Он ел долго, а она смотрела, как он ест. Или она.
Ребенок утер рукавом рот, потом помазал по лицу пальцами, и его иззелена-бледные щеки немного зарумянились. Глаза глядели так же прозрачно, печально.
Он сделал шаг к лежащей балерине. Она изящно подняла с измятого одеяла скелетно-тощую руку и подала ему.
Пальцы их склеились.
Теперь ты меня не отпустишь?
Теперь я тебя не отпущу.
Ребенок потянул ее за руку, она удивительно легко встала, обернулась и презрительно, весело посмотрела на свое длинное костлявое жесткое тело, тихо, безропотно лежащее на узкой жесткой кровати.
Мальчик ли, девочка, кто это, не знала она, вел, уводил старуху за собой - вперед и вверх, все вверх и вверх, по воздуху, по слоям то теплого, то ледяного ветра.
Они прошли сквозь потолок, просочились сквозь громады камней и частоколы этажей, пронзили затылками невесомую крышу и вылетели в простор, о котором она всегда, танцуя, мечтала.
И вот здесь и начался самый главный балет.
Сцена оказалась внизу, далеко, маленькая, земная и смешная. Горькая и жалкая. Донесся и оборвался грохот аплодисментов.

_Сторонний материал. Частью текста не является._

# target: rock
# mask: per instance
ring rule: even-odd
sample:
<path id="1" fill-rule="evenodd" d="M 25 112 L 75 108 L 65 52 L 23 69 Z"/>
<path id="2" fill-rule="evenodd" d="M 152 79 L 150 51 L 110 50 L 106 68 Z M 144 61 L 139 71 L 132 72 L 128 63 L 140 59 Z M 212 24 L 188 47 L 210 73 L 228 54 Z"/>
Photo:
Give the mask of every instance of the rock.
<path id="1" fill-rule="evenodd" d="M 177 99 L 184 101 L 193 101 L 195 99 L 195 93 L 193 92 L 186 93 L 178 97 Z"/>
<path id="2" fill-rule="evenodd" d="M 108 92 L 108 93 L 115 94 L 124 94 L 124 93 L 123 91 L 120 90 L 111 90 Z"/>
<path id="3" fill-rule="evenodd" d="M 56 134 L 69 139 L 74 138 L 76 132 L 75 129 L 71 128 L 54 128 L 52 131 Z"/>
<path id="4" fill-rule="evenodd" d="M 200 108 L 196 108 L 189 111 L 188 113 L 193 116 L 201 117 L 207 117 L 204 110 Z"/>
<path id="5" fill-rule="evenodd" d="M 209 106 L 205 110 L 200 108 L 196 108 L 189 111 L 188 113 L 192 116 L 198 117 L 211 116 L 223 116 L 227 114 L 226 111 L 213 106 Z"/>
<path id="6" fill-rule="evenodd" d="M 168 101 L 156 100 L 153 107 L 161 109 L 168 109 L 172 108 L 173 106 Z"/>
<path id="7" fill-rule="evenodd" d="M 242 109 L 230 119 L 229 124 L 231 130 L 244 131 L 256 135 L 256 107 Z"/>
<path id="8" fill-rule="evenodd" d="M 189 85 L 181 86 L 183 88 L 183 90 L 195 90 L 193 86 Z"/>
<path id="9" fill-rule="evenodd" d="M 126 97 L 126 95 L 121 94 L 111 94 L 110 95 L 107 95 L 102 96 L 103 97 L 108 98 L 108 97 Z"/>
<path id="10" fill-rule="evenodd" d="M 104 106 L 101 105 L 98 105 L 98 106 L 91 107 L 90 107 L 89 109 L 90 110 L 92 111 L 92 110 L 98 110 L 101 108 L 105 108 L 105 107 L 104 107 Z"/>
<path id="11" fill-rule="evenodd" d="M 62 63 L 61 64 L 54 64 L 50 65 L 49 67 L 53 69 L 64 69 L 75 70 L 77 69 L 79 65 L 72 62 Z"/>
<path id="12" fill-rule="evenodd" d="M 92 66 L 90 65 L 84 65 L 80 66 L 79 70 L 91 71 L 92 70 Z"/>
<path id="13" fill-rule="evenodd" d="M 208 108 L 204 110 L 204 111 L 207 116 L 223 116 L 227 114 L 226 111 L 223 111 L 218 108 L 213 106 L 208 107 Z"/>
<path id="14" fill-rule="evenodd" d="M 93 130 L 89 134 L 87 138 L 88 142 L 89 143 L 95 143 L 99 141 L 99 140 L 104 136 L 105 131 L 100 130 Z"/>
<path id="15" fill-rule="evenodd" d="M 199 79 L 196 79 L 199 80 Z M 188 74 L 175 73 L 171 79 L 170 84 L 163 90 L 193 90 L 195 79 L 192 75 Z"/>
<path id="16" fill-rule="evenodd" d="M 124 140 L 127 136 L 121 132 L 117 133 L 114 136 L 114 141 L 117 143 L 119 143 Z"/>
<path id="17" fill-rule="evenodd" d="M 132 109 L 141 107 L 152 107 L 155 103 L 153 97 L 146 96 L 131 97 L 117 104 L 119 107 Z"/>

Букеты летели вверх и в стороны и бессильно падали вниз. Не букеты, а салюты. Все это было с ней когда-то. Она узнавала этот резкий, сильный ветер в лицо. Просторы распахивались и скользили под ними, и, делая фуэте, можно было прекрасно рассмотреть то, что вспыхивало, горело под умелыми гибкими ногами: огни и трубы, мосты и заводы, площади и больницы, а потом внезапно черные и золотые колючие леса, и внутри них катышки, прозрачные кабошоны диких озер, и перевитые жилы умирающих рек, и мохнатые спины увалов, а за ними - горные переломленные, с торчащими каменными позвонками, хребты, и Ажыкмаа догадывалась краем танцующего сознания: где-то там, далеко от тишины, идет война. Где-то стреляют и убивают. Где-то пытают, мучат, издеваются. Выкалывают глаза и выжигают на груди, на спине священные знаки. Где-то сквозь вспаханный чернозем нагло лезет трава. Где-то люди, невидимые, мелкие и черные земные мошки, мыслящий гнус, мерзнут в хибарах и, крючась в холодной печи, плачут, кусая руки и губы, от голода и нищеты.